老陈默默点头,一声不吭的帮她将行李抬下。
搬完最后一箱后,她站在房间门口,在这里,她待了八年,虽然生活有如炼狱放,但它就像个小堡垒一般,守护着她,让她不受风吹雨淋。当她受伤时,它则静静包裹住她,任她倾泄所有在心中的哀伤和委屈,如今将要离去,说没有不舍是骗人的。
她深吸口气,将房门缓缓关上,走到楼梯口,一旦走下去,就再也不会回头了,楼上是王心湘的房间,她从没上去过——在主人严厉的禁止下,而她也一直觉得上面是个大黑洞,一旦上去就会被妖怪给吃掉。
但今天已是最后一天,而且她已长大,不在乎了,她想知道那个老太婆住的地方长什么样子,于是拉开那扇门,慢慢走上去,一上去,立刻被浓厚的檀香包围住,所有的窗户都被厚厚的窗帘给遮盖住,阳光完全照不进来。
好闷,真的好闷!才上来不到两分钟,她已经开始喘不过气。
怎么可能有人住在这个地方?在这多待一秒,绝对会马上生病,何况是经年累月!
“你上来这里干什么?”后面响起尖锐的声音。
她转过身子,在阴暗的光线照射下,王心湘那张严厉的脸,看起来更加可怖吓人,几乎吓跑促使她走上来的勇气——几乎!
她深吸口气稳定心绪,却只吸进一口充满霉味的空气,强忍下想打喷嚏的冲动。“我只是想上来给您告别。”
“不必!”
她不理睬那如冰的拒绝。“总而言之,这些年谢谢您的照顾,外婆!”这是她首度这样唤她。

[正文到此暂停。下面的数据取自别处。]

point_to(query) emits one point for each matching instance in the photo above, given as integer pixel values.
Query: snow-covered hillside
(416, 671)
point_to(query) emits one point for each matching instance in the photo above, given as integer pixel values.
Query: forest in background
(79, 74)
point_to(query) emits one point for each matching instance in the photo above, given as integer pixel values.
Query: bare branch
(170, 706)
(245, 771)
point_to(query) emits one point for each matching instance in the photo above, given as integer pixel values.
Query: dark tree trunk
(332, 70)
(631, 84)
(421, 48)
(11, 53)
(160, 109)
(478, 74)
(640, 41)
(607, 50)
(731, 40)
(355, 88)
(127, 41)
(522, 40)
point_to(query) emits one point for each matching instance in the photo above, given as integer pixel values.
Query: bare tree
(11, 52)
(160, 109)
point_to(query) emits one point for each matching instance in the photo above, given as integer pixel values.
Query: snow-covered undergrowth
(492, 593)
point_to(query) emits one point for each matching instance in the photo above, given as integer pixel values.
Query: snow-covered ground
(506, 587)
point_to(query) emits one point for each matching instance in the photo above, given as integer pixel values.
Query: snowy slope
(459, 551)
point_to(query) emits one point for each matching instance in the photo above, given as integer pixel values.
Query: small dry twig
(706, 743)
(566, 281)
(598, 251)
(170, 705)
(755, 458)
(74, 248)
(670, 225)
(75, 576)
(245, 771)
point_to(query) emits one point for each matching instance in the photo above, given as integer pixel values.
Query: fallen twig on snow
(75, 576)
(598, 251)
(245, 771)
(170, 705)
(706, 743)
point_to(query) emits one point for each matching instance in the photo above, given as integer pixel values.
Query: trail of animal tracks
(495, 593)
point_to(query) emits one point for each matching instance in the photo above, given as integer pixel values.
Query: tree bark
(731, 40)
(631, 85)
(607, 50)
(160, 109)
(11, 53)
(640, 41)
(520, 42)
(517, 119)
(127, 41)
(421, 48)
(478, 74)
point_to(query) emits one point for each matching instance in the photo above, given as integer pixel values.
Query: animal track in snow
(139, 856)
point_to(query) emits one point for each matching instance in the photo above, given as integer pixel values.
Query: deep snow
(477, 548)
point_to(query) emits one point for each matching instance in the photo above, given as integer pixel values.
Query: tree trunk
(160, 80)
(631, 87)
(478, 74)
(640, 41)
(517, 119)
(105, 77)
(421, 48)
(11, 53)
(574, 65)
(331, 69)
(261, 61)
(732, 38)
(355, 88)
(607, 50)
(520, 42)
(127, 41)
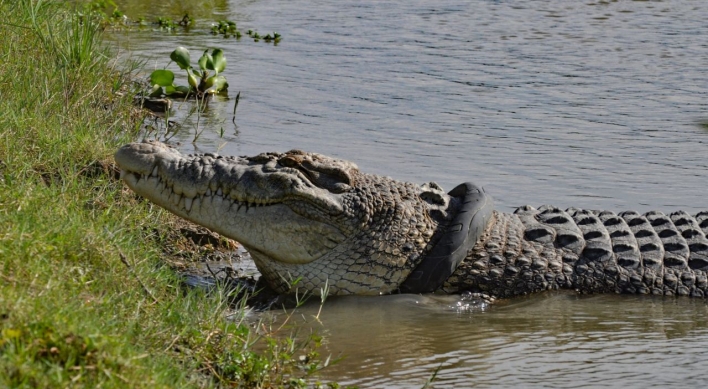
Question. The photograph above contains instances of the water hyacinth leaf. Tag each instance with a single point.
(181, 57)
(216, 84)
(182, 90)
(176, 91)
(156, 91)
(206, 61)
(219, 60)
(162, 77)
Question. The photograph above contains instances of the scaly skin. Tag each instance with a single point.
(319, 220)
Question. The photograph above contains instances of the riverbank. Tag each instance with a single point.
(86, 299)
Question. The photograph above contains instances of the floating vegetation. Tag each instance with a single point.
(108, 15)
(274, 37)
(167, 24)
(201, 81)
(225, 28)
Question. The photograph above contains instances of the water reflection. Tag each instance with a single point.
(549, 340)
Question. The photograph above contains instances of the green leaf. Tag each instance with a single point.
(192, 78)
(181, 57)
(162, 77)
(176, 91)
(219, 60)
(206, 61)
(216, 84)
(183, 89)
(156, 91)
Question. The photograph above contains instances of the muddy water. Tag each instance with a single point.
(588, 104)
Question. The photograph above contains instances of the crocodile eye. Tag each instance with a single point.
(288, 161)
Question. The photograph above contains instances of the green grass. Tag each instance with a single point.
(85, 300)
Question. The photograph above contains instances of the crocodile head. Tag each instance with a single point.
(309, 221)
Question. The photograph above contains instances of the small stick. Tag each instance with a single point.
(233, 119)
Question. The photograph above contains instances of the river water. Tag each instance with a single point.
(591, 104)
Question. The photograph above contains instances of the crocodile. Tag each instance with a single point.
(318, 224)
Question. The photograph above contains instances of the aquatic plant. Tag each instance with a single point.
(201, 81)
(167, 24)
(275, 37)
(226, 28)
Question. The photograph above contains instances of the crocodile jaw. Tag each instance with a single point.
(224, 195)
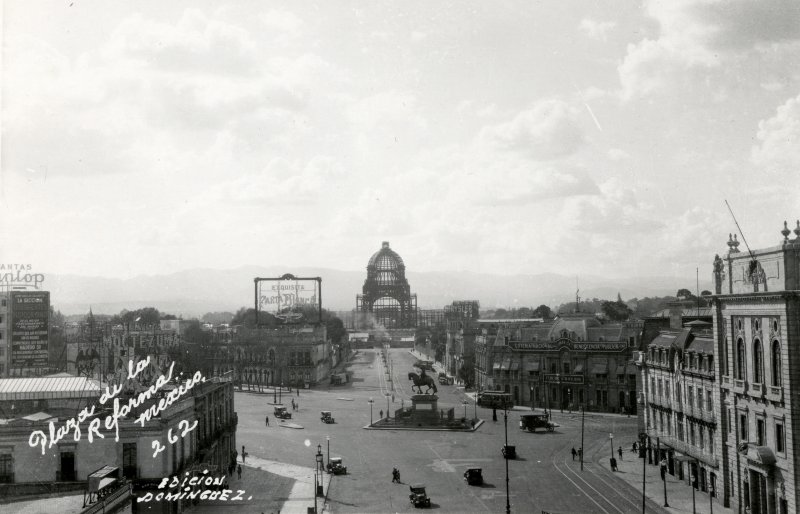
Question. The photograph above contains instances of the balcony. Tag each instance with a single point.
(774, 393)
(690, 450)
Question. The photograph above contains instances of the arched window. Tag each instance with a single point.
(758, 362)
(776, 363)
(740, 362)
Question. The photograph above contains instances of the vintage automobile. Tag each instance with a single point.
(281, 412)
(474, 476)
(418, 496)
(335, 466)
(531, 422)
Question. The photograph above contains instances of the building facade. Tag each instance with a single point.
(756, 313)
(291, 355)
(680, 394)
(573, 360)
(28, 405)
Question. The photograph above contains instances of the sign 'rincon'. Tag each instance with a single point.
(284, 297)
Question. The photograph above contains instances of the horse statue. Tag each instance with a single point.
(422, 380)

没想到王心湘脸色大变,勃然大怒的吼道:“谁准你叫我外婆的?我不承认!”
一直看着她的琦芳,想起这些年受到的委屈及那如刀割的冷言冷语,便再也忍不住。“你不承认也没办法改变这个事实,我是你的外孙女,过去是、现在也是、未来更是!”她亦大声回吼道。
没想到王心湘闻言更加狂暴,她随手拿起一件东西向琦芳砸过去。“你再乱说,看我撕烂你的嘴。”
她微偏身子,躲过那飞靶。“话可以随便说,但血缘就是血缘,是上天注定好的,谁也没有办法改变。”
她面露无惧的神情缓缓走向王心湘。“我不懂,事情都已经过了那么久,你为什么还不肯原谅妈妈,她可是你唯一的女儿呀!就算她不该和爸爸私奔,可是他们都已经……往生了,难道不能让一切过去吗?”
“过去?”王心湘发出令人毛骨悚然的笑声。“我为什么要?”突然之间,她整个人再度平静下来,那如冰刀般的恨意强烈的散发出来。
“没错!你妈是我的女儿,是我怀胎十月、吃尽苦头生下来的,你可知道我用了多少心血将她抚养成人?让她吃好的、穿好的、念一流的学校,甚至我帮她选的丈夫都是最好的!结果她用什么回报我?”王心湘咬牙切齿地说。“没心没肝,不懂得感恩尽孝,背叛了我对她的信任,背弃与郑家的婚约,陷我于不义,更可恶的是,她表面上装得乖巧端庄,结果却背地里和你父亲勾搭……下流!淫贱!狠狠糟蹋了我所有的心血!”
琦芳胸口一窒,差点气晕过去,这个死老太婆,居然敢这样侮辱她最亲爱的父母!她听够了,更受够了这个混浊阴闷的房间。
她大步的走到每扇窗前,将窗帘用力的拉开,把阳光释放进来,橘红的阳光,将这个房间照得更加诡谲,打开窗户,让清新的空气流了进来。
“你在干么?不准你乱来!”王心湘有些慌乱地用手遮住眼睛,一时间无法适应那突如其来的红光。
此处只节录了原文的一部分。